When the study population was subdivided into subjects with and without hypertension, the improvement in the PWVcf remained significant only in those subjects with hypertension; the normotensive subjects demonstrated a tendency toward improvement. This result is likely due to the higher values of PWVcf at baseline in the hypertensive compared with the normotensive subjects (13.16±2.49 m s−1 vs. 11.67±2.50 m s−1, P=0.05). Thus, the beneficial role of physical activity on the PWVcf in normotensive elderly individuals should be confirmed in a future study with a greater number of participants.

Several mechanisms can be advocated to support the current findings. Mechanical distension during aerobic exercise, through a ‘stretching’ of collagen fibers, may modify the cross-linking of these fibers. This process, in turn, increases the arterial compliance22 or modulation of the sympathetic tone of smooth muscle cells in the arterial wall.
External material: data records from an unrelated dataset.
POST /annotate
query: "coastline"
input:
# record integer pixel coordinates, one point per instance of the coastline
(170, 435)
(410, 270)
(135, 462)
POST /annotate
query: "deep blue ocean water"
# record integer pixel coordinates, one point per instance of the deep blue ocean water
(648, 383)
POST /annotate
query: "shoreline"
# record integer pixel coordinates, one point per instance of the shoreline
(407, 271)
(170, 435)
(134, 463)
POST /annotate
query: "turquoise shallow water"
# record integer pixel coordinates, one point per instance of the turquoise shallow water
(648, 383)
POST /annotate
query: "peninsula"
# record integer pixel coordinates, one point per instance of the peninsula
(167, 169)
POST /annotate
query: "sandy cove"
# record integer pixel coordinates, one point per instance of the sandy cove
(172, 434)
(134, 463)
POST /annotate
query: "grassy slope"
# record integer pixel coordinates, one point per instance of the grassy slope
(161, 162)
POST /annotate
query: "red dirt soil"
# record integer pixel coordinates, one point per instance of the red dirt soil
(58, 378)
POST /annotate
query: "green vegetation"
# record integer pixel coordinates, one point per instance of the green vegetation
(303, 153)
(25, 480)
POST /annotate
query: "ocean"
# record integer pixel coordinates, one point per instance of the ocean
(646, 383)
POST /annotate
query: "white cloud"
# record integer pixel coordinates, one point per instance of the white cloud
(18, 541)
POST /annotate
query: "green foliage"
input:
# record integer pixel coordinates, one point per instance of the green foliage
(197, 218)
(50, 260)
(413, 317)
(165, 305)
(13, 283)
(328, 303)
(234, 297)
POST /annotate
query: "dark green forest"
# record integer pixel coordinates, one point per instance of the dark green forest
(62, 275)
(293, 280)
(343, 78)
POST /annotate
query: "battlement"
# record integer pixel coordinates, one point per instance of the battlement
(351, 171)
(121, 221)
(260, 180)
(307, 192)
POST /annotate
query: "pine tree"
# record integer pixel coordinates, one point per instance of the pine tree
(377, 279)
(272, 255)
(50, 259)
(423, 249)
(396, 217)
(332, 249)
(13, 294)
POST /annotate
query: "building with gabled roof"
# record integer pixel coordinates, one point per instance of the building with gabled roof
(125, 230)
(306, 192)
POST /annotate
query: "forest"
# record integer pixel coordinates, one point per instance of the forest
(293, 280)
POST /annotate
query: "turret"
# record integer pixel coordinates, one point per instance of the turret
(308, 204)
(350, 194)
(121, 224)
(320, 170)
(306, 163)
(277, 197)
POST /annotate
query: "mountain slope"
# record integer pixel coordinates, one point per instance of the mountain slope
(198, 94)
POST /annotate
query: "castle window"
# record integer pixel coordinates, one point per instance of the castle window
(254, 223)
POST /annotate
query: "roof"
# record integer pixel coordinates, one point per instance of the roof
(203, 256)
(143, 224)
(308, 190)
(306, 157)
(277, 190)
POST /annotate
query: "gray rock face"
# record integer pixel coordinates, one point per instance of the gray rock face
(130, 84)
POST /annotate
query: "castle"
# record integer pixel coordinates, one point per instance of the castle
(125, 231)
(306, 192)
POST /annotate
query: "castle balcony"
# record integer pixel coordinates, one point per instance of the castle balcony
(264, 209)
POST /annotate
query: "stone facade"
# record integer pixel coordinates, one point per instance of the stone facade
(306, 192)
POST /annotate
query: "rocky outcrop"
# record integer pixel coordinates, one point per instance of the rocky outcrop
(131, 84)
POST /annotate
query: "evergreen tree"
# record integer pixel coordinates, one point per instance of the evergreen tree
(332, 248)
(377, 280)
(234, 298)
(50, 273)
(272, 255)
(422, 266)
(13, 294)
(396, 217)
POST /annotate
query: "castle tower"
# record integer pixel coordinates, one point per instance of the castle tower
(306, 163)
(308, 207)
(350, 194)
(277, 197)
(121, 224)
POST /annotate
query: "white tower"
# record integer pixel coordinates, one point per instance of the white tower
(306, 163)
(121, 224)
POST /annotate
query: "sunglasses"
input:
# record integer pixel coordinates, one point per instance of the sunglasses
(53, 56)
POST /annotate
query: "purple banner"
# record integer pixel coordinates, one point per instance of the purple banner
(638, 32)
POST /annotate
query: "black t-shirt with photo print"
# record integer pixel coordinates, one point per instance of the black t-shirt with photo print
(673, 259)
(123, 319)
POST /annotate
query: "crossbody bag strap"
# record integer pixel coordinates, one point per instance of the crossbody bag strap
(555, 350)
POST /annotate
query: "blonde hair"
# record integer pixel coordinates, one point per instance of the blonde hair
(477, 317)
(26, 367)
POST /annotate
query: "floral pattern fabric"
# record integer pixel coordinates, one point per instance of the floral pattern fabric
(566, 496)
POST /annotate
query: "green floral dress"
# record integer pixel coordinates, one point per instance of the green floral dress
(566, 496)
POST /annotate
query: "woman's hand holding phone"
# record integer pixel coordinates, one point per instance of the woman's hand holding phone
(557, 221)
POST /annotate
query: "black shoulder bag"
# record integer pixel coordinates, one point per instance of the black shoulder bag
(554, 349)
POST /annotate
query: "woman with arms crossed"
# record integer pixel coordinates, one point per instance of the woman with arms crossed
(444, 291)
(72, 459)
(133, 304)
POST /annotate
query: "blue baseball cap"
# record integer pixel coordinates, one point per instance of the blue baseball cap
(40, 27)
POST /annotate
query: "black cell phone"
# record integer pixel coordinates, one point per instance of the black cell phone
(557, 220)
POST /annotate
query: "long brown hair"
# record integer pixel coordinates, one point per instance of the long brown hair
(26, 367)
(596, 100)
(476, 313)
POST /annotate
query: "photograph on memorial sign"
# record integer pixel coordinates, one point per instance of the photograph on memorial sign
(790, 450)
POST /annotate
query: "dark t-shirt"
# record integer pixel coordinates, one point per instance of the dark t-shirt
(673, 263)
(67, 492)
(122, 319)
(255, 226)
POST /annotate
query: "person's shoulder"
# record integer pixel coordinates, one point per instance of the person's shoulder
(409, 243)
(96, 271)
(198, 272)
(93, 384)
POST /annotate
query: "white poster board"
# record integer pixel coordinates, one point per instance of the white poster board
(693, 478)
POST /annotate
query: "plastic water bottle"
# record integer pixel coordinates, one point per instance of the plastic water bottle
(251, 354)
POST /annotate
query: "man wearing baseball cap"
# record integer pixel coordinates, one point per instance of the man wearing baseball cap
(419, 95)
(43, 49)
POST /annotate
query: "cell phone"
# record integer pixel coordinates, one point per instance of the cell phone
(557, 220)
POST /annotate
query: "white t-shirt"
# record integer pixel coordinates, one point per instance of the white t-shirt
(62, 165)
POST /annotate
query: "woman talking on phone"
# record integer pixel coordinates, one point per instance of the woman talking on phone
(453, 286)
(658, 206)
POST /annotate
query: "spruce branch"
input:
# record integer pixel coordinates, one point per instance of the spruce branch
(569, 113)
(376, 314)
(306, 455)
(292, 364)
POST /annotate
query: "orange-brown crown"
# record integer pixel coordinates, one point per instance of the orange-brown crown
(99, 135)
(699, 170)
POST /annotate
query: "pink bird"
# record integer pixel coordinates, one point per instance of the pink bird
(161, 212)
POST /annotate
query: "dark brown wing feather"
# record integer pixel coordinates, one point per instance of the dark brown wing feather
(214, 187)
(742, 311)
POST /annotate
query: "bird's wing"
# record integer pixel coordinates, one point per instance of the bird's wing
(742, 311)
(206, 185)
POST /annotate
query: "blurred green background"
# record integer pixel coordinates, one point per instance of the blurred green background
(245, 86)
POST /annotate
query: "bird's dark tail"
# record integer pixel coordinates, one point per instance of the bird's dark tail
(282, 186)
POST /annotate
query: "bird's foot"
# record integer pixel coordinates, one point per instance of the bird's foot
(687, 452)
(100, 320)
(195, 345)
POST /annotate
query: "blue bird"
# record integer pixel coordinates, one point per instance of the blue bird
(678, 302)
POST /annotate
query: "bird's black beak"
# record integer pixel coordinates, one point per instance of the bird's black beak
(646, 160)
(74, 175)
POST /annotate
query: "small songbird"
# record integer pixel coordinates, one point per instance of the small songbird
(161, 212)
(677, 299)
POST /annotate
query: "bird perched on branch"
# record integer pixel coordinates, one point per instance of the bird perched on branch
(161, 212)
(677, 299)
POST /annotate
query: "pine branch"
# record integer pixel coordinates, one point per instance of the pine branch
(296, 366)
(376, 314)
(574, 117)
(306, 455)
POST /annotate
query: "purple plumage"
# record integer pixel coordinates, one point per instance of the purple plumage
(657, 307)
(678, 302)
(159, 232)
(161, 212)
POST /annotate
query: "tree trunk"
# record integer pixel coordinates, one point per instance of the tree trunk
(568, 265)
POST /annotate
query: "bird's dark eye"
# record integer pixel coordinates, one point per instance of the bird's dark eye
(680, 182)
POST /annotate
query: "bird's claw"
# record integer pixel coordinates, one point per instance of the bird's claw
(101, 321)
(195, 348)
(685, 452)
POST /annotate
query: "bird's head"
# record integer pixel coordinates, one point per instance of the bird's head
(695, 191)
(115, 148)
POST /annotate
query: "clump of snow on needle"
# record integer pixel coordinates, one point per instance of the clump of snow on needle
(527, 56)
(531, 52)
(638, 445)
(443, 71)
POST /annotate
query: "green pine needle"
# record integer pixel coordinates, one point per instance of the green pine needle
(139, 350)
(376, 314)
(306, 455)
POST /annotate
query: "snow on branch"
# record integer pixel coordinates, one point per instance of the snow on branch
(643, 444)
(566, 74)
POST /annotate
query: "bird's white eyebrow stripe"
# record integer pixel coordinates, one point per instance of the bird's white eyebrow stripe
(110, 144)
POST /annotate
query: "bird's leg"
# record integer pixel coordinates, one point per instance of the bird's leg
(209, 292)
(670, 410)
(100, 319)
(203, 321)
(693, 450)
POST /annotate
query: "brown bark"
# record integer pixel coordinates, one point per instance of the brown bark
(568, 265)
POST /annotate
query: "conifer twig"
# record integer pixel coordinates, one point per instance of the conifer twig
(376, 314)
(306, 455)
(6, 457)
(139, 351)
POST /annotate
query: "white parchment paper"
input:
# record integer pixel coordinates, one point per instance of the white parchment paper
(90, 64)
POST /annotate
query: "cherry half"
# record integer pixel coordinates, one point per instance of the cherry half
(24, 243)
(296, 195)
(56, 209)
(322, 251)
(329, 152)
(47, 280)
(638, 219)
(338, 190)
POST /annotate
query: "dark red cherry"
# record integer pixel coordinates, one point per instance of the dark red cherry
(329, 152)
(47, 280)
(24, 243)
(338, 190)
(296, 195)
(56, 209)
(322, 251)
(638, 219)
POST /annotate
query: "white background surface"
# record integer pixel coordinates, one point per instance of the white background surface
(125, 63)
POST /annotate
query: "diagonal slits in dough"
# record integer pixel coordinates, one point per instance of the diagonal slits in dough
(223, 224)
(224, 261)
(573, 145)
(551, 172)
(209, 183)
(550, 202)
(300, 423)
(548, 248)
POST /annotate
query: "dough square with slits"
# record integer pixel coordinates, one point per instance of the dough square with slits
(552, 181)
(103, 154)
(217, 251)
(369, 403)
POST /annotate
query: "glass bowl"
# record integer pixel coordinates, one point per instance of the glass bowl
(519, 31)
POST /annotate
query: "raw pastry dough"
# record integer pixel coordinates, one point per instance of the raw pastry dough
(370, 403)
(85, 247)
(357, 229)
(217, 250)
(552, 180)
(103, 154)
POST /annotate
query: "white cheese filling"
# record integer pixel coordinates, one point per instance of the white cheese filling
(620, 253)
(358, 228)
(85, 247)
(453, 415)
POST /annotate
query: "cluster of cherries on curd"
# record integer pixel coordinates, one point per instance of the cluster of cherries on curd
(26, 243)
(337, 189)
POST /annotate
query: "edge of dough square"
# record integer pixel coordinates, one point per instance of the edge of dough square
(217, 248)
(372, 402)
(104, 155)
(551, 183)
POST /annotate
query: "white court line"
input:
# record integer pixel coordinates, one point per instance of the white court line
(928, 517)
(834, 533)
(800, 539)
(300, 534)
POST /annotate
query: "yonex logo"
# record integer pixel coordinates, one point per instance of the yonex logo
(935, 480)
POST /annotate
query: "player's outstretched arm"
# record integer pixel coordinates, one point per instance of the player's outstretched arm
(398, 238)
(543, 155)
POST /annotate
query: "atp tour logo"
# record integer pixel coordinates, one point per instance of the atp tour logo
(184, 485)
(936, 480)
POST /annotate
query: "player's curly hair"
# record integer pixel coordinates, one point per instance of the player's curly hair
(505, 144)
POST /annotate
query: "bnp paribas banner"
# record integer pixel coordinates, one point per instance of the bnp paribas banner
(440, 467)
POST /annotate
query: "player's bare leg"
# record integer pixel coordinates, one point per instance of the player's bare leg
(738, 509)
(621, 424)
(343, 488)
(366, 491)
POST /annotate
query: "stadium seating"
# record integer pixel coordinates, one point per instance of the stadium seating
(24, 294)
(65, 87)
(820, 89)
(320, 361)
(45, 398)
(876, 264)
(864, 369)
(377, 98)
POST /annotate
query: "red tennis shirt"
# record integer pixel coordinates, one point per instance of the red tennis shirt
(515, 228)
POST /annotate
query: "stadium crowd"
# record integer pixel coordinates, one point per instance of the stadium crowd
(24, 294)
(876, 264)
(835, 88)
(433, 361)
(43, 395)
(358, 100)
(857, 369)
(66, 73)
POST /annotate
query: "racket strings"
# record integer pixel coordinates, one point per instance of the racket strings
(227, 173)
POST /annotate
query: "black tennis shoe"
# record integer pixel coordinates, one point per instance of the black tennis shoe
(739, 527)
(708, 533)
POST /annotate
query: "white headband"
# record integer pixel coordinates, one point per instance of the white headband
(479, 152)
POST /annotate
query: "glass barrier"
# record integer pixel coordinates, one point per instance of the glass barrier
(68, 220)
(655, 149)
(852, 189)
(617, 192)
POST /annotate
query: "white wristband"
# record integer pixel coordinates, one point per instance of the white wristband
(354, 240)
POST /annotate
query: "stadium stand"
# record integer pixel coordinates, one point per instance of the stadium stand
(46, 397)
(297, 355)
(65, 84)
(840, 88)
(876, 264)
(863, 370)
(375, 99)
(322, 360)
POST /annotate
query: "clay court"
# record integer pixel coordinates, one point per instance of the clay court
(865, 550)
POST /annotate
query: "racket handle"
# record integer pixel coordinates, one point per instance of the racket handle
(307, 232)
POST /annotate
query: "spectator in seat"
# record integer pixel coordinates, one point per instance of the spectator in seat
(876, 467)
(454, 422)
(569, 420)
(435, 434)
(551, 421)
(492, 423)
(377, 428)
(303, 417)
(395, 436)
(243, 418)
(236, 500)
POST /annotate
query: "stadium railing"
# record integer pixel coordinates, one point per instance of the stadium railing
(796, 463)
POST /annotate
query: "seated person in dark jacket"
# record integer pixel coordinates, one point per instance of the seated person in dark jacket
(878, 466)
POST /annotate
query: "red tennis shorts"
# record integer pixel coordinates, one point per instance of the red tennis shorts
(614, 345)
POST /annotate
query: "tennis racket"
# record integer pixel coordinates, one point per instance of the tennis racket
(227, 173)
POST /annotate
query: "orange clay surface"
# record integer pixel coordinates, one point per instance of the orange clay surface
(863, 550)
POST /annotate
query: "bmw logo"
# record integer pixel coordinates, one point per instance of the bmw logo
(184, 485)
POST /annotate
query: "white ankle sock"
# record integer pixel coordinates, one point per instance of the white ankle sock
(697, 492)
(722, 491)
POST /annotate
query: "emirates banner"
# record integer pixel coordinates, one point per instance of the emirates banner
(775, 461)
This effect is likely due to reduced vasoconstrictor tone or increased biodisponibility of NO,8 which has been shown to regulate the arterial elasticity in human arteries.23

Some limitations of the present study should be noted. The study sample was small and limited to relatively healthy elderly women and thus cannot be considered representative of a normal aging population. As CV diseases incidence is higher in men than in women, the inclusion of men in the study population would have provided important additional information.

Second, we only evaluated surrogates of visceral fat, such as waist circumference and SAD. It is possible to hypothesize that a more precise measurement of fat distribution may have increased its role in arterial stiffness.

The subjects were not sedentary, as demonstrated by the mean PASE score at the beginning of the study (146.72±24.11), which represented a moderate to high physical activity level.

Thus, the effect of the light physical activity program used in the current study protocol should be considered additive to the subjects’ typical daily activity.

Finally, we did not evaluate the cardiorespiratory fitness of the subjects as VO2 max, for which the relation with arterial stiffness is well known.7

In conclusion, the present data showed that a moderate 6-month aerobic exercise program reduced arterial stiffness in a group of elderly women, and this result was independent of changes in TGs, systolic BP and central adiposity. These results suggest that even a moderate and well-accepted amount of physical activity is beneficial and should be considered for the prevention and reversal of subclinical vascular damage in the elderly, especially in hypertensive subjects.